Offloading FFmpeg with Cloudflare

For 226 episodes of my Call Kent podcast, I recorded audio, combined it with my response audio, and ran the whole thing through FFmpeg directly on the same Fly.io machine that serves kentcdodds.com. It was a simple pipeline and it worked fine. But in the back of my mind I knew I should probably give this some proper treatment (queues etc).

The publish that finally broke things

On March 6, 2026, I finished an extra long recording a Call Kent episode and hit publish. My app runs FFmpeg during the publish flow: it stitches the caller's audio with my response, applies silence trimming, normalizes loudness, adds intro and outro bumpers, and produces the final episode MP3. That job used to block the HTTP request and run inline on the app server.

It wasn't a big deal because I'm the only person who kicks that off so I don't mind waiting for it to finish.

But this one was kinda big relative to others I've done and that publish made production fall over.

The Fly.io instance running kentcdodds.com hit extreme CPU saturation. The metrics tell the story clearly:

Fly.io instance metrics from March 6, 2026. Load average spikes to 400–500%. CPU Utilization is saturated. The CPU Quota Balance and Throttling graph shows the machine hitting its CPU quota ceiling.

Load average climbed to 400–500% and stayed there for the entire FFmpeg run. The CPU quota balance graph showed the machine being throttled, having consumed its allocated CPU budget so the scheduler was pulling it back. The site was degraded until the job finished, and I had to emergency-upgrade the machine from a shared CPU to a performance CPU to stabilize it.

That was the moment I decided to stop doing FFmpeg on the primary machine.

In defense of the original design

I want to be clear: running FFmpeg inline was not a foolish decision. It was a reasonable simple-first choice that served 226 episodes with minimal incident.

Only I can trigger that code path. It runs exactly once per episode. When I started building the Call Kent feature, I could have designed a proper job queue with a dedicated worker pool. But that would have been solving a scalability problem I did not yet have. "Start simple and iterate when reality tells you to" is still how I think about this. Reality finally told me.

The old design also had a characteristic that made it deceptively safe for a long time: it ran on the same machine that handled everything else, which meant the machine was already sized for general web traffic. FFmpeg just piggybaacked on that capacity. The problem only surfaced when the audio was long enough and the shared CPU quota tight enough to cause a collision.

Another nice benefit of me waiting is that now we have Cloudflare Queues and Containers to use (had I solved this earlier, I would have had to build my own queues and containers or found another solution that I don't like as much).

Why the primary machine was the worst place for this

kentcdodds.com runs on Fly.io with a primary instance and read replicas.
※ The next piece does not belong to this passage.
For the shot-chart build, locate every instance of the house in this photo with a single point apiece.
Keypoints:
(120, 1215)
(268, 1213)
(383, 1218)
The primary machine handles all write operations. The replicas handle reads. That asymmetry matters here.

When FFmpeg ran on the primary machine, it competed with the one machine that could not afford to be slow. If the primary stalls or throttles, writes stall. Users trying to submit forms, save data, or do anything stateful hit that bottleneck. The replicas were fine. The one machine that needed to be responsive was the one eating all the CPU.

The tricky thing is, I can't run this on replicas because they are read-only and I need to write to the primary machine to update the draft status etc. So yeah, it's the worst place, but it's also the only place... Unless I move the whole process somewhere else.

The new architecture

The fix was to move the FFmpeg work entirely off the primary app server and onto Cloudflare. Here is what the flow looks like now:

When a Call Kent episode is submitted, the app enqueues a job to a Cloudflare Queue with the draft ID and the R2 object keys for the caller audio and my response audio. The app then returns immediately. No more blocking on FFmpeg.

A Cloudflare Worker consumes the queue message and forwards the job to a Cloudflare Container. The container pulls the audio files from R2, runs the FFmpeg stitching pipeline, uploads the outputs back to R2, and POSTs a signed callback to the app. The app verifies the signature and advances the draft through its processing steps: GENERATING_AUDIO → TRANSCRIBING → GENERATING_METADATA → DONE.

The admin UI now shows incremental progress labels like "Generating episode audio…" and "Transcribing audio…" instead of hanging on a single blocking request. From my perspective as the only person using this flow, it feels much nicer.

The transcription and metadata generation steps still run on the primary app server after the callback comes in. There's an argument for moving those into the queue/worker pipeline too (they're also compute-heavy and could benefit from the same isolation), but that's a future refactor. The immediate problem was FFmpeg, and solving the immediate problem first is the right call.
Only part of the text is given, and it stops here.